While focusing on nutrient-rich foods, it’s also wise to limit foods that might interfere with hormonal balance:

  • Ultra-processed foods (crisps, instant noodles, processed meats, pastries): Often high in salt and additives, which causes bloating and energy dips.
  • Excess caffeine can disrupt sleep and elevate stress hormones, counteracting the calming effects of rising oestrogen.
  • Refined sugar may cause blood sugar spikes, followed by energy crashes that impact focus and mood.

Islamic perspective: Nourishing the body and soul

The follicular phase begins with menstruation, a time of renewal and preparation. Eating with intention connects us to Allāh’s provision (rizq) and care. 

The Prophet Muḥammad ﷺ modelled moderation and wholesome foods: barley, dates, olive oil, milk, vinegar, honey, and fresh produce — all of which align with a simple, nourishing way of eating. The Sunnah also emphasises mindful eating and gratitude. He ﷺ said: “The son of Ādam fills no vessel worse than his stomach… If he must fill it, then a third for food, a third for drink, and a third for air.” (Sunan Ibn Mājah 3349).

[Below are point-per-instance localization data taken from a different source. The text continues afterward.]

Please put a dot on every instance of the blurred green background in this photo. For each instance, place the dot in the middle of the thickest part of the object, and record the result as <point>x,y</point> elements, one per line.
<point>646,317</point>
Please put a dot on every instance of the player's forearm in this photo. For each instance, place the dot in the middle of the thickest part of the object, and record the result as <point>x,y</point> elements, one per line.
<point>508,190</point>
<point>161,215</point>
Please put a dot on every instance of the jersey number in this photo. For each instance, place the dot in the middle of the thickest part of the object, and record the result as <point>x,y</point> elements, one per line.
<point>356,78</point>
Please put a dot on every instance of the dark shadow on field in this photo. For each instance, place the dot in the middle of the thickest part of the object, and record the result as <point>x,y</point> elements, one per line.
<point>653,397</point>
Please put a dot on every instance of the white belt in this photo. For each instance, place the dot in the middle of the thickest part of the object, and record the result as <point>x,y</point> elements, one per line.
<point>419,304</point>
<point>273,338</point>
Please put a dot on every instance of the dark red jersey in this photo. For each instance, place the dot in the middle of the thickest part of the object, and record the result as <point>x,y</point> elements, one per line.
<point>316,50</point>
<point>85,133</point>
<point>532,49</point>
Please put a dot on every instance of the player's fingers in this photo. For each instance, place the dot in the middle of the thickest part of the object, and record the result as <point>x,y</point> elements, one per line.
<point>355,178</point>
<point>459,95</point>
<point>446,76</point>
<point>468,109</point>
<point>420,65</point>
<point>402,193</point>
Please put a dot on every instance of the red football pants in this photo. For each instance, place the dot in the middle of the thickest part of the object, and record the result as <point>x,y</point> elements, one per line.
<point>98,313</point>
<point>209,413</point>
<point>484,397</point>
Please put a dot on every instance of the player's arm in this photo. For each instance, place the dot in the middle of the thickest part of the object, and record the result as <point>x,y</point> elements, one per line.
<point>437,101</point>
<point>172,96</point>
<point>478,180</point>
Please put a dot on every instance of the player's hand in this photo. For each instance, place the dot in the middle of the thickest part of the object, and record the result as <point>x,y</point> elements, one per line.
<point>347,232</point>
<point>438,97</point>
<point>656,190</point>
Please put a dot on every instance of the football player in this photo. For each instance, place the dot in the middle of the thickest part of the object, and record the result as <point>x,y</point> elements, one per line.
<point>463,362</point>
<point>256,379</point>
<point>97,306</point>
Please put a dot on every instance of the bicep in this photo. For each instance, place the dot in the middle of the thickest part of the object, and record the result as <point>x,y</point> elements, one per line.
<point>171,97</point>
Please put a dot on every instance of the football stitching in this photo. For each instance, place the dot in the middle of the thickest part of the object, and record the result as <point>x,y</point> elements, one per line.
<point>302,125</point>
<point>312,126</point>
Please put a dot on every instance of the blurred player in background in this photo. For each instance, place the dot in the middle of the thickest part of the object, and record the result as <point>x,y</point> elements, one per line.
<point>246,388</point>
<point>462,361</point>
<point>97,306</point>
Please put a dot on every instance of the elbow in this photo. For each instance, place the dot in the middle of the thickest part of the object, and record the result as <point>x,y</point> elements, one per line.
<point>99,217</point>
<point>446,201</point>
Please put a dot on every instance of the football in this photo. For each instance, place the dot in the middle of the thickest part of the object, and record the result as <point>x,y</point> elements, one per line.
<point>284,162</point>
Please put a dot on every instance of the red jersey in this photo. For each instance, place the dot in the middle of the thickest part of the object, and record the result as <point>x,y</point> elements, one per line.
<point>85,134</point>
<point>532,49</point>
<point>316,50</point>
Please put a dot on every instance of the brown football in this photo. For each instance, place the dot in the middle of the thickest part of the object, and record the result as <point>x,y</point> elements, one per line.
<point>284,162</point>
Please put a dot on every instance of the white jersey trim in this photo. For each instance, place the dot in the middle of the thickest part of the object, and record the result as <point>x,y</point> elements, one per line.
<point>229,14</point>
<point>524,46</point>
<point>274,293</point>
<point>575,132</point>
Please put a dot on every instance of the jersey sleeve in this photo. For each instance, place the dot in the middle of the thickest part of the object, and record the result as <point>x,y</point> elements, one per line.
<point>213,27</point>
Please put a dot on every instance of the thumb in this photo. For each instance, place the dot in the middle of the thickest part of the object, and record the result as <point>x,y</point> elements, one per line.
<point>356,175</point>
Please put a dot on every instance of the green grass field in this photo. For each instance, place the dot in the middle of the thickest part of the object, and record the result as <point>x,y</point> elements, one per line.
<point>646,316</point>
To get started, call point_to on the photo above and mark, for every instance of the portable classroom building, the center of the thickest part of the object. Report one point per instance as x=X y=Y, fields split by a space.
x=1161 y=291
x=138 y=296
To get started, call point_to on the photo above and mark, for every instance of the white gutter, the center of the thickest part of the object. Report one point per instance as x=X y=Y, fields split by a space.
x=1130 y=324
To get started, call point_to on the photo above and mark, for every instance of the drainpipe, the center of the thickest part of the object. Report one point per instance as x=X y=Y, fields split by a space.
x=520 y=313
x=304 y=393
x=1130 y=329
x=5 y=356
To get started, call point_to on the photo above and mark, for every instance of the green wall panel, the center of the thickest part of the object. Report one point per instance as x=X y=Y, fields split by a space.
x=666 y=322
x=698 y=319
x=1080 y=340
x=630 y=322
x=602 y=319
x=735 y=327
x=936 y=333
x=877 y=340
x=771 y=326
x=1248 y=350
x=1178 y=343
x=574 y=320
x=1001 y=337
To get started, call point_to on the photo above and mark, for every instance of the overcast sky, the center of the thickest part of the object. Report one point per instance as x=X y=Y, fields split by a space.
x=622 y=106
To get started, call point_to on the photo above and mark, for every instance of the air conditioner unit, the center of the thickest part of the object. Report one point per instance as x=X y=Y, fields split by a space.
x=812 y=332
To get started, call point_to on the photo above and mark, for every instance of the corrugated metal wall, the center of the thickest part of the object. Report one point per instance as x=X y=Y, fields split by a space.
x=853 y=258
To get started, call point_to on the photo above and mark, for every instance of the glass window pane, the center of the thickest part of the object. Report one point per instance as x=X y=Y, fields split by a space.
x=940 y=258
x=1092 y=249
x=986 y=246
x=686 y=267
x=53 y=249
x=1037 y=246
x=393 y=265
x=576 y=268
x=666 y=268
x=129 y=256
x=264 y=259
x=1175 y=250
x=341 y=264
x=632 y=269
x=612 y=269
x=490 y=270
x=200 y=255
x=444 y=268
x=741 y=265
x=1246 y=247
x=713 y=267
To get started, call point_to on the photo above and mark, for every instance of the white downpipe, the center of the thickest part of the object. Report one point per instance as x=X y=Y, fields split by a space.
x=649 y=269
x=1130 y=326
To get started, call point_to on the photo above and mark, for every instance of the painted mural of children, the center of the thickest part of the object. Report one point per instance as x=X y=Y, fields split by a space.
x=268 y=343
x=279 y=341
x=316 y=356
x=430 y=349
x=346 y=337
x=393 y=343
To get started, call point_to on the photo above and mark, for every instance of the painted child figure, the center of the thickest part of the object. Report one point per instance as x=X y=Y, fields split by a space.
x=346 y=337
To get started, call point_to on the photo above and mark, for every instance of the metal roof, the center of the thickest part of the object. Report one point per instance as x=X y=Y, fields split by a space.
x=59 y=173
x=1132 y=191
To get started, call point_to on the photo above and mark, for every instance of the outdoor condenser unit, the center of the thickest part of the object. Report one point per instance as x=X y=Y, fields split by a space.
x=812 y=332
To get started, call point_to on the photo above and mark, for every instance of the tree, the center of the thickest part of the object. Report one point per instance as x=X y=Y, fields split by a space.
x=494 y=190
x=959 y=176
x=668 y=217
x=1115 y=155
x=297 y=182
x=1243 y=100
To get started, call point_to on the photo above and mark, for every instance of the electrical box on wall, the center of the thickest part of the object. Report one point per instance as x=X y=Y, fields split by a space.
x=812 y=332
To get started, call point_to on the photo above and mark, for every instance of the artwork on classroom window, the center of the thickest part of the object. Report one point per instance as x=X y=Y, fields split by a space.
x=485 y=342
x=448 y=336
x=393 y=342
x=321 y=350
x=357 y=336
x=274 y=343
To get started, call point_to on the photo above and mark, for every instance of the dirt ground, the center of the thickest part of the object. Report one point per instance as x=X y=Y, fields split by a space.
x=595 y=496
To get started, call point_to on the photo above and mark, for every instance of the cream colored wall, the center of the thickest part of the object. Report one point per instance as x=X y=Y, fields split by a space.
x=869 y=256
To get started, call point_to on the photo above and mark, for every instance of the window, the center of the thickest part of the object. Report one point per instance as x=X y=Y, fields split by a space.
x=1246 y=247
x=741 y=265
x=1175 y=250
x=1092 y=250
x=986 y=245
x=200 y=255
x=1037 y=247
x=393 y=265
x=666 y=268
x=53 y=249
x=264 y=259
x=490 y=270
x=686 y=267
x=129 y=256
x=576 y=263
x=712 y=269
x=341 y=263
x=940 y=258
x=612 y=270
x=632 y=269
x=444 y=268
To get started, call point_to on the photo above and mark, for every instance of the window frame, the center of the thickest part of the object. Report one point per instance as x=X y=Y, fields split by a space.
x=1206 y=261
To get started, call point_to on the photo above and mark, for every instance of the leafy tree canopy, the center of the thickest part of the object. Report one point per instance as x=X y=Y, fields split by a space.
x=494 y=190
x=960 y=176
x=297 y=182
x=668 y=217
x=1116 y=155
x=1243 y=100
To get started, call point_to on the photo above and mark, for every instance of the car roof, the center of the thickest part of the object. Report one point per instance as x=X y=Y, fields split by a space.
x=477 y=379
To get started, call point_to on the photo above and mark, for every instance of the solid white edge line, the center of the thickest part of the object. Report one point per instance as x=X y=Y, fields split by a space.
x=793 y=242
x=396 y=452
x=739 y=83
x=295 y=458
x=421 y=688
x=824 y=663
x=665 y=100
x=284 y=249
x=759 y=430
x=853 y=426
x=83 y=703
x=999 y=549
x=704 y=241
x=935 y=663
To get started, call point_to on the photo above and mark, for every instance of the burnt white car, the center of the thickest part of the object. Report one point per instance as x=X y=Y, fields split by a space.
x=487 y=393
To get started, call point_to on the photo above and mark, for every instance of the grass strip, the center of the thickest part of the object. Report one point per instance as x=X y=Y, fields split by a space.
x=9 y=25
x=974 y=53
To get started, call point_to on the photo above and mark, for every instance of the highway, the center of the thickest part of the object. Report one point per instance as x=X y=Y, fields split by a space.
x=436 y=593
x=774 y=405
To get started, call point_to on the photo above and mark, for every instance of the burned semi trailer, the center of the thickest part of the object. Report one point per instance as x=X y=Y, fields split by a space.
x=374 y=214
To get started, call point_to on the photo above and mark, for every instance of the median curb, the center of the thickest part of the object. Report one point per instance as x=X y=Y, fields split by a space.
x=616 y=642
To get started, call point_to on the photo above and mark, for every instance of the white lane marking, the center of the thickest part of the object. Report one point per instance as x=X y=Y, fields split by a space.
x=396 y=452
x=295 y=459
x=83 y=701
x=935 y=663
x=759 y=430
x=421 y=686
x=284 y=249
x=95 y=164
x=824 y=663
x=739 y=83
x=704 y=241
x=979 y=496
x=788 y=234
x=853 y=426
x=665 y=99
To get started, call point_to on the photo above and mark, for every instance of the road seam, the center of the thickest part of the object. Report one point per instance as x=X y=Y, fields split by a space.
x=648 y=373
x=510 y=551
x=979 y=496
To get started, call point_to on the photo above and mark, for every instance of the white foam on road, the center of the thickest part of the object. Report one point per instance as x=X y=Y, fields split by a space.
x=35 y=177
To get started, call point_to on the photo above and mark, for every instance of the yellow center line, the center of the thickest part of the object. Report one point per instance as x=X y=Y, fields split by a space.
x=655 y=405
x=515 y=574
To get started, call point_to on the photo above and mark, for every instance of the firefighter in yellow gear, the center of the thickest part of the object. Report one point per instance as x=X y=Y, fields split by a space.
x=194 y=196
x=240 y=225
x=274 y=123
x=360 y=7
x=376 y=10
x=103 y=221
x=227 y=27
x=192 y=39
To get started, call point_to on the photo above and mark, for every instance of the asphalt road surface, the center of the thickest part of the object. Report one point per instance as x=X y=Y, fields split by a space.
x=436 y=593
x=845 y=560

By eating mindfully and nourishing the body with intention, we honour the amānah (trust) Allāh ﷻ has placed with us, avoid isrāf (wastefulness), and practice iḥsān (excellence) in caring for our physical and spiritual health.

Final thoughts

Every woman’s body is unique. Use this phase to listen and adjust. Notice how foods affect your energy, mood, digestion, sleep, and training. If something bloats or drains you, swap it, and note what works. Keep a simple log for a few cycles to spot patterns.

Make it your own! Leafy greens, whole grains, and healthy fats help many, but your portions and picks may differ. Aim for balanced plates, steady hydration, and gentle consistency. 

If symptoms are heavy or persistent (e.g., marked fatigue, very heavy bleeding), speak to a trusted clinician for personalised advice. Stay curious and kind to yourself; the goal is a way of eating that truly supports you in the follicular phase.

Big picture

Taking care of your body during menstruation is a form of self-care.

You’re balancing physical health with spiritual and emotional well-being, as well as honouring the body Allah has blessed you with!